CONSIDERATION OF CLAIMS AND EVIDENCE
The criteria for a Subclass 500 (Student) visa are set out in Part 500 of Schedule 2 to the Regulations. The primary criteria in cl 500.211 to cl 500.218 must be satisfied by at least one applicant. Other members of the family unit, if any, who are applicants for the visa need only satisfy the secondary criteria. The delegate refused the applicant’s visa application in the present case on the basis that the applicant did not meet the requirements of cl 500.212. However, at hearing the issue in the present case because whether the applicant met the requirements of cl 500.211.
Enrolment (cl 500.211)
Clause 500.211 relevantly requires that at the time of this decision the applicant is enrolled in a course of study: cl 500.211(a). The applicant does not claim to meet any of the alternative criteria in cl 500.211.
‘Course of study’ is relevantly defined in cl 500.111 of the Regulations as a ‘full-time registered course’. ‘Registered course’ is defined in reg 1.03 of the Regulations as a course of education or training provided by an institution, body or person that is registered, under Division 3 of Part 2 of the Education Services for Overseas Students Act 2000 (Cth), to provide the course to overseas students.
At hearing, I asked the applicant when he first arrived in Australia. He stated that he had first arrived on 20 August 2018, and that he had done so as the holder of a student visa. I then asked him what courses he had been enrolled in at the time. His evidence was that he had been enrolled in an English Language course. He was then asked what subsequent courses he had been enrolled in. At this point, the applicant’s evidence became exceedingly vague, even allowing for the fact that the applicant gave his evidence through an interpreter throughout the hearing. His response was that he had been enrolled in Human Resources Management. I asked him what course he was currently studying. His response was that he
was studying Human Labour Management. He could not, on being questioned, give the name of his course provider.
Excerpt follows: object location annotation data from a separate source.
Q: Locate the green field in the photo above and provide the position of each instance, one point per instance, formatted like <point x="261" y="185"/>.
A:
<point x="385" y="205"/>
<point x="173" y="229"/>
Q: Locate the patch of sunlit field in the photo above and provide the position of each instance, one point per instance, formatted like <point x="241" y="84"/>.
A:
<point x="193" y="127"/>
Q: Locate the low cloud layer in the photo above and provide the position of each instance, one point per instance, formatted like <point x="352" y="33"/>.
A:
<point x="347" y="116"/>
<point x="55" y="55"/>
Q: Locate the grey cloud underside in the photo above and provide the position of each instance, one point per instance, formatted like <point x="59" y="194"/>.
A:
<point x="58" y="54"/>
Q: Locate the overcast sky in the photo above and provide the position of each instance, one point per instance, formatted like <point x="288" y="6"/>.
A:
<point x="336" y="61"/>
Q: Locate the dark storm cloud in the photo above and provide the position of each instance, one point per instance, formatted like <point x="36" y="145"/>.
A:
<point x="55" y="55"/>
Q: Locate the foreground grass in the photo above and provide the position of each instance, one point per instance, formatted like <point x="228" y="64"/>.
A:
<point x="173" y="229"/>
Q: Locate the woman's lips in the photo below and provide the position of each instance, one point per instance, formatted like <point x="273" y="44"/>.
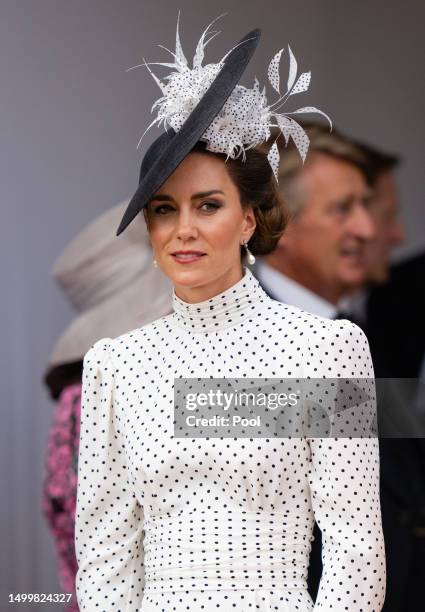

On the day before hearing, the Tribunal had obtained a copy of the applicant’s record from the Provider Registration and International Student Management System (PRISMS). That record showed that all of the applicant’s enrolments in courses since his arrival in Australia, including his initial enrolment in English Language Programs, had been cancelled. It also showed that he was not on the day of hearing enrolled in any course of study at all.
This information was put to the applicant at hearing pursuant to s.359AA of the Act. I explained to the applicant that the information as to his lack of any current enrolment was relevant to the decision I had to make because a current enrolment was a mandatory requirement for the grant of a student visa, and because that being the case I had the power to change the determinative issue in this case from the issue of whether the applicant genuinely intended to stay in Australia only temporarily in order to study to the issue of whether he was enrolled in a course of study.
The applicant was invited to comment on or respond to these items of information. He stated that he did not wish to respond to or comment on the information as to his cancelled enrolments. He did, however, respond to the information that he was not currently enrolled in any course of study. He stated that his college had informed him that he was enrolled. He then sought additional time in which to comment or respond so that he could check this with his college. The hearing taking place on a Friday, the applicant proposed to do this on the following Monday. The applicant also stated that he had a Confirmation of Enrolment (CoE), but that he could not find it and would need to ask his college for a further copy. He proposed to do that on the following Monday also.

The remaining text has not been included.